Пройдясь по кабинету тяжелой походкой, Матвей переключил разговор в другое русло:
– А тебе не кажется, что ты устал, что тебе надо отдохнуть?
– Нет, не кажется, - недовольно и резко ответил Климов. Отдыхать он действительно не умел, никаких санаториев не признавал. Расходовать драгоценное время на ничегонеделание, попросту сорить им считал недопустимой роскошью.
– Тогда тебе надо влюбиться, - посоветовал Златов, задумчиво и бесшумно шагая по длинному кабинету.
– Только этого мне не хватало. Особенно теперь.
– Именно теперь. Я был бы рад. Любовь помогает пережить любые неприятности. Что может быть сильнее любви!
– Златов остановился и поверх очков тупо уставился на Климова.
– Можно подумать, что ты всю жизнь занимаешься этой проблемой.
– По лицу Климова легкой тенью скользнуло подобие улыбки.
– Думай что хочешь. Твое право. А мое - думать, что ты вообще не способен на серьезные чувства.
– Похоже было, что Златов "поджигает" своего шефа.
– А в кого влюбляться?
– вдруг довольно живо спросил Климов.
– Я не верю женщинам.
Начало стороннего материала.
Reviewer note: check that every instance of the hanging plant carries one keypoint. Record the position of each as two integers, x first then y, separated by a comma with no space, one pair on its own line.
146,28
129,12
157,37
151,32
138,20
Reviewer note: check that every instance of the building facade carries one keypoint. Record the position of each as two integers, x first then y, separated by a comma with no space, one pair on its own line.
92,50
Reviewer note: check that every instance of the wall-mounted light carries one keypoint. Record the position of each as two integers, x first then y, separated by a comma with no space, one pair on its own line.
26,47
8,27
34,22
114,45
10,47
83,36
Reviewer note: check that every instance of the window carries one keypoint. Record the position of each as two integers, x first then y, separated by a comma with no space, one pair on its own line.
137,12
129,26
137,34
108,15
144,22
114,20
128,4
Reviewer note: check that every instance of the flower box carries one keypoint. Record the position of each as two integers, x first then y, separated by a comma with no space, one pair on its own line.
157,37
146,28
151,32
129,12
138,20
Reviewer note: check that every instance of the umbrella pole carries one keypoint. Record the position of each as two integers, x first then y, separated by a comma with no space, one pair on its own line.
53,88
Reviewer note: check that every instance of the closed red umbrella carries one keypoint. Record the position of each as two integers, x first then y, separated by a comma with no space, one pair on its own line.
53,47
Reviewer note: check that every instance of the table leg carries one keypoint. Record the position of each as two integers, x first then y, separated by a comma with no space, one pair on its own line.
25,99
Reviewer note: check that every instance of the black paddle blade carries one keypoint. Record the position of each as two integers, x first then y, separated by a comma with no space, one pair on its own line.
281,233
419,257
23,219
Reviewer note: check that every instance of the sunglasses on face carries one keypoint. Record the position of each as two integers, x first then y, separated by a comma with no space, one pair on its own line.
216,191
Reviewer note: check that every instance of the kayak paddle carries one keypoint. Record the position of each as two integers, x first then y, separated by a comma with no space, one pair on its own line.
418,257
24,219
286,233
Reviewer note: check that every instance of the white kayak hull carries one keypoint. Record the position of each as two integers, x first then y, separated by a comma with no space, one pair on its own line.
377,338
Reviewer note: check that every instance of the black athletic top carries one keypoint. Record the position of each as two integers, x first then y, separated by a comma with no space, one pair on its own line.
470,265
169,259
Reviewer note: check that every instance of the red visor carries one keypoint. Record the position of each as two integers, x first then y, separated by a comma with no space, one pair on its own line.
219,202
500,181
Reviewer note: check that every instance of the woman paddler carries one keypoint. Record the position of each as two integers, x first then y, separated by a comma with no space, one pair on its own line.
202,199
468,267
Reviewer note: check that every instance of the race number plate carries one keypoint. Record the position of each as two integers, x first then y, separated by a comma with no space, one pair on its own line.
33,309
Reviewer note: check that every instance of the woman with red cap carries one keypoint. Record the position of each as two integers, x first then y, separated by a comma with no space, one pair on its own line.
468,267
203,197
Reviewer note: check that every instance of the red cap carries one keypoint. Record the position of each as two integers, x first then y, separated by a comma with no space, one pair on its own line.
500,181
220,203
С меня хватит!
Но слова его не воспринимались серьезно: в них звучала легкая ирония.
– Не надо уподобляться той пуганой вороне, которая боится куста. Если
– Все, - с деланной меланхолией сказал Климов.
– Ты говоришь чужие слова. И знаешь чьи? Посадова. Ему тоже не повезло, а время упущено, и вот он теперь зол на весь мир. А у тебя не все потеряно. Ты молод, интересен, знаменит. Пятьдесят лет - возраст любви. Любая девушка отдаст тебе сердце.
– В обмен на деньги?
– Зачем так? Я говорю о тех, которые полюбят тебя бескорыстно, как человека, как мужчину.
– Для меня этого мало, - отрывисто бросил Климов и встал. Теперь он говорил серьезно.
– А что еще тебе надо?
– Я хочу, чтоб она любила не только меня, но и мое искусство. Понимаешь - мое. Чтоб оно было для нее тем, чем для меня. Вот все это!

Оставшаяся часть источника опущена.